Dari pemantauan juga dapat dipastikan bahwa ketiga pemilik konsesi di KHG SDSK secara sengaja merusak ekosistem KHG SDSK untuk tujuan perluasan lahan kebun, memastikan tanaman komoditas unggulannya tidak terendam dan juga merusak penikmatan hak asasi komunitas lokal dan para buruh.
Perusakaan ekosistem yang terjadi diantaranya mengeringkan air gambut, mengubah kawasan gambut lindung dan eks lahan terbakar menjadi kawasan budidaya sawit dan atau albasia, merampas dan atau menghilangkan akses penduduk terhadap tanah dan sumber penghidupan lain, mencemari ekologi lokal dengan limbah sawit atau albasia, dan menunda pemenuhan hak-hak warga.
“Sejumlah fakta yang ditemukan mengkonfirmasi bahwa negara seperti membiarkan saja tindakan-tindakan perusakan ekologi dan hak asasi manusia di KHG SDSK oleh perusahaan” tambah Hendrikus Adam.
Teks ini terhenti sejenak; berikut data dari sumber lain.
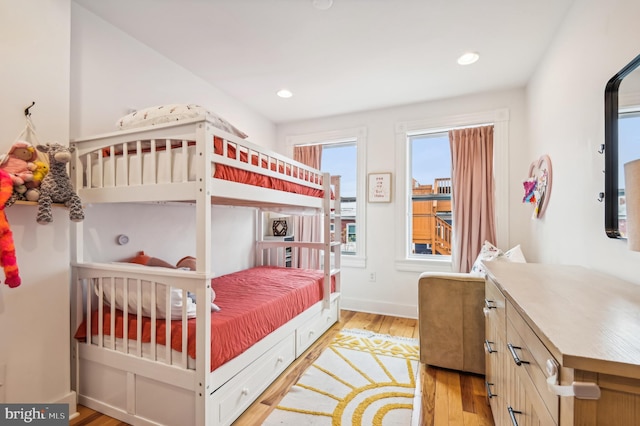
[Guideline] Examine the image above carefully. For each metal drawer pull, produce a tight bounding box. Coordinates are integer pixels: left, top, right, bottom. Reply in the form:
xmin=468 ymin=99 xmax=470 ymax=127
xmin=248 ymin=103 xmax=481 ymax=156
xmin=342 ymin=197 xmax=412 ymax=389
xmin=507 ymin=343 xmax=529 ymax=365
xmin=484 ymin=339 xmax=498 ymax=354
xmin=484 ymin=380 xmax=498 ymax=399
xmin=507 ymin=406 xmax=522 ymax=426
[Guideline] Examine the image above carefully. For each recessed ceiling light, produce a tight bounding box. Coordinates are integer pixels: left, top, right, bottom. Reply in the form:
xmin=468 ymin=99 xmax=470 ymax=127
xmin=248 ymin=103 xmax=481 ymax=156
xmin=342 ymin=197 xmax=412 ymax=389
xmin=311 ymin=0 xmax=333 ymax=10
xmin=276 ymin=89 xmax=293 ymax=98
xmin=458 ymin=52 xmax=480 ymax=65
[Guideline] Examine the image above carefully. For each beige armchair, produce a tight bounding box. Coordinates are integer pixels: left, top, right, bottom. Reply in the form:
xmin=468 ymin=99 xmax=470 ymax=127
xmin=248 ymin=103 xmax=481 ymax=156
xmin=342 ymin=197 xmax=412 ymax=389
xmin=418 ymin=272 xmax=485 ymax=374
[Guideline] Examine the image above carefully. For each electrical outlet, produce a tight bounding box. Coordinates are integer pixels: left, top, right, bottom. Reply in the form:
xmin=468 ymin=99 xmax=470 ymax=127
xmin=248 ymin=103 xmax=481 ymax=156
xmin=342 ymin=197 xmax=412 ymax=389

Aturan-aturan perlindungan lingkungan (KHG SDSK) diabaikan dan perusahaan bersikukuh terus membuka areal tutupan hutan gambut untuk memperluas kebun sawit atau pun albasia, termasuk mengalirkan air gambut dalam kanal- kanal buatan agar tanaman komoditasnya tidak terendam air.
“Pembiaran ini mengindikasikan ketiga perusahaan tersebut memiliki kekebalan dari hukum lingkungan dan hak asasi manusia nasional” tutup Adam.
Selain Direktur Walhi Kalimantan Barat, Hendrikus Adam, juga turut menjadi narasumber Khairil Anwar dari Dinas LHK Kalbar dan Rosi Widia NA, Sekretaris TRGD Kalbar.